The Dgraph process and Endeca Server both rely on structures in the Cluster Coordinator for proper operation.
In order to prevent a malicious or malfunctioning element in the environment from affecting these structures, the programs using Cluster Coordinator are authenticated by the Coordinator before reading or writing these structures.
The Cluster Coordinator uses ACLs to control access to the data nodes of the Cluster Coordinator data tree. The ACL implementation is similar to Linux file access permissions: it employs permission bits to allow/disallow various operations against a node and the scope to which the bits apply. However, unlike standard Linux permissions, a Cluster Coordinator node is not limited by the three standard scopes for user, group, and world. Instead, an ACL specifies sets of IDs and permissions that are associated with those IDs.

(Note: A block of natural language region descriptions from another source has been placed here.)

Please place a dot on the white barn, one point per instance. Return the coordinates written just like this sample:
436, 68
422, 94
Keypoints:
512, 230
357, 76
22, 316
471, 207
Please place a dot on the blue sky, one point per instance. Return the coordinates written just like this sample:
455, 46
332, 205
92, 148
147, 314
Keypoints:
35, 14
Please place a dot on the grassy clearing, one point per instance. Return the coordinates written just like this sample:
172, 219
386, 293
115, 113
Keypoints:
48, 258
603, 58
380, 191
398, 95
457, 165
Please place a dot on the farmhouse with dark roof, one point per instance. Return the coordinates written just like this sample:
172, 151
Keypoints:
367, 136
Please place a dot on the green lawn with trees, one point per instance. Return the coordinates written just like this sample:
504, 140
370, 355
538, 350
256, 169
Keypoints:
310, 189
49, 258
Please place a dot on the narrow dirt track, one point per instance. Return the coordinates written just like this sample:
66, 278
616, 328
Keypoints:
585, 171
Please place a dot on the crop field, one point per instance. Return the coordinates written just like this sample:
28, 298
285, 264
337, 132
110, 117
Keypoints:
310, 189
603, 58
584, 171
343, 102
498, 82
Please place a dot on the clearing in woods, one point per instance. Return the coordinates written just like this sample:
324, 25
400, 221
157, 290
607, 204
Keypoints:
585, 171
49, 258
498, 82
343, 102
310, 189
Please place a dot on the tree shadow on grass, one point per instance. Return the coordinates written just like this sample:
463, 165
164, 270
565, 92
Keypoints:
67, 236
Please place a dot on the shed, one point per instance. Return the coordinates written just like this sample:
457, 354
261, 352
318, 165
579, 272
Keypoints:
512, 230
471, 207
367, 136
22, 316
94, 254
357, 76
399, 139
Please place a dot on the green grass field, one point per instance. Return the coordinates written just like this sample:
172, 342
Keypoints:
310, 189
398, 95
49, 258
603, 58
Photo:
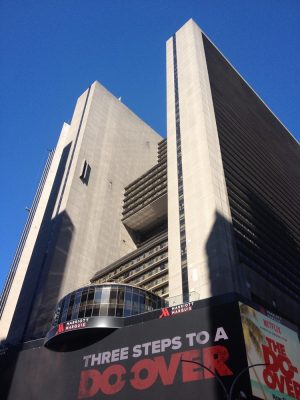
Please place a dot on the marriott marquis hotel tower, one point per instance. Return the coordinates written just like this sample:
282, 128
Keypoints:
212, 209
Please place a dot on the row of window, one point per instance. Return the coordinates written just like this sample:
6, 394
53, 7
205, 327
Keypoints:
106, 300
132, 202
137, 260
147, 201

The IDs and permissions are specified via the Cluster Coordinator's built-in digest authentication scheme. The digest authentication requires the client to provide a name and password, and likewise allows access to users authenticated with particular names and passwords.

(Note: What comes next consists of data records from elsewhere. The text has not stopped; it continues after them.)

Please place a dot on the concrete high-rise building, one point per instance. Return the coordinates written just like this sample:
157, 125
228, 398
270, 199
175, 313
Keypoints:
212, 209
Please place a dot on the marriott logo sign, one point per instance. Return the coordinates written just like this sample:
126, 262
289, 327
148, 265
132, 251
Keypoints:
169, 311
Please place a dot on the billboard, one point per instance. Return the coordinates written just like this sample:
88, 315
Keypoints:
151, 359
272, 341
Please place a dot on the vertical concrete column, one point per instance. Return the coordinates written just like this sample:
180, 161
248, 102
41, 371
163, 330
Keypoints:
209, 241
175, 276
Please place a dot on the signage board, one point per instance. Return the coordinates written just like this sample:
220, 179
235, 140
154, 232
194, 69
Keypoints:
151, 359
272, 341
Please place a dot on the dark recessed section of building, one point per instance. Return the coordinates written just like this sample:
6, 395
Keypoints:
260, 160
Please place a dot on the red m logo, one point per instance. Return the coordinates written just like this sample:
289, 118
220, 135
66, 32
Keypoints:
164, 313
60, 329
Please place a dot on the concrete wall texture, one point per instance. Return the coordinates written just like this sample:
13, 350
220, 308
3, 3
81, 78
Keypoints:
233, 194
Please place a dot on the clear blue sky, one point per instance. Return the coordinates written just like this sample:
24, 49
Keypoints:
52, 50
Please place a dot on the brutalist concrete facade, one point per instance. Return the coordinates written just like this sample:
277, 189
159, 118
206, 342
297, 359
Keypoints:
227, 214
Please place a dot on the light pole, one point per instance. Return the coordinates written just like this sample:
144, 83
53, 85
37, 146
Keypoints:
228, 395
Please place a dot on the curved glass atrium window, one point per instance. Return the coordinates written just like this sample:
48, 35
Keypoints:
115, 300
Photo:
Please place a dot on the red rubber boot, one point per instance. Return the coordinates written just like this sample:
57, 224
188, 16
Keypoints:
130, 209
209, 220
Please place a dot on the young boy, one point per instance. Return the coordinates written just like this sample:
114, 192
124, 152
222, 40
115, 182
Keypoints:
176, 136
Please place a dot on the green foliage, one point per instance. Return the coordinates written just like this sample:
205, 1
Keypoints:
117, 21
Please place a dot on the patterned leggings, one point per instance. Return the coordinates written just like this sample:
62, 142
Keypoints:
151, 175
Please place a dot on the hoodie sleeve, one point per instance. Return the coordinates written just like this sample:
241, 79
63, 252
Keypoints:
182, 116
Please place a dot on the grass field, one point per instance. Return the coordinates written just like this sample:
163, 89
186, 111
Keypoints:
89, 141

The Dgraph process and Endeca Server both use a single cluster-wide name and password. The name is always "endeca", but the password is randomly generated for each cluster deployment. Immediately upon establishing a session with the Cluster Coordinator, the client authenticates with these credentials. Then, whenever creating a Cluster Coordinator node, it attaches an ACL requiring these credentials for any access.

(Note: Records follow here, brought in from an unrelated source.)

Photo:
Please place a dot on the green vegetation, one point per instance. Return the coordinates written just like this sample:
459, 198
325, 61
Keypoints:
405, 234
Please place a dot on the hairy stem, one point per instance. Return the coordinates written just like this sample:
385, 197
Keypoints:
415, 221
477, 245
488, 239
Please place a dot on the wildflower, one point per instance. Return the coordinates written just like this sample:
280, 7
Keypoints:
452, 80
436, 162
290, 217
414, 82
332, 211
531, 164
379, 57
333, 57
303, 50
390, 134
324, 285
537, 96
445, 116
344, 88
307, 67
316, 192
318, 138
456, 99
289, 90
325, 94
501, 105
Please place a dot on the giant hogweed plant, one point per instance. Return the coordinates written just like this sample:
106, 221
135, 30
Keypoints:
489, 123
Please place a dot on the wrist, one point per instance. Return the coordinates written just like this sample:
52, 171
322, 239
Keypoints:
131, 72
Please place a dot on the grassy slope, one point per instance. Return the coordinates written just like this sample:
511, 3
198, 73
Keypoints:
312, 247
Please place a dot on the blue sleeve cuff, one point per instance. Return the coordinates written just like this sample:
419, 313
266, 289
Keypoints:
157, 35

The password for Cluster Coordinator access is stored in the WebLogic Credential Store Framework (CSF), the standard secret store for Oracle Fusion Middleware products. The basic interface for CSF is in the Java libraries provided as part of a WebLogic deployment. Therefore, the Endeca Server can retrieve the Cluster Coordinator credentials from the CSF. For the Dgraph process usage, the Endeca Server gets the Cluster Coordinator credentials from the CSF and passes them to the Dgraph process.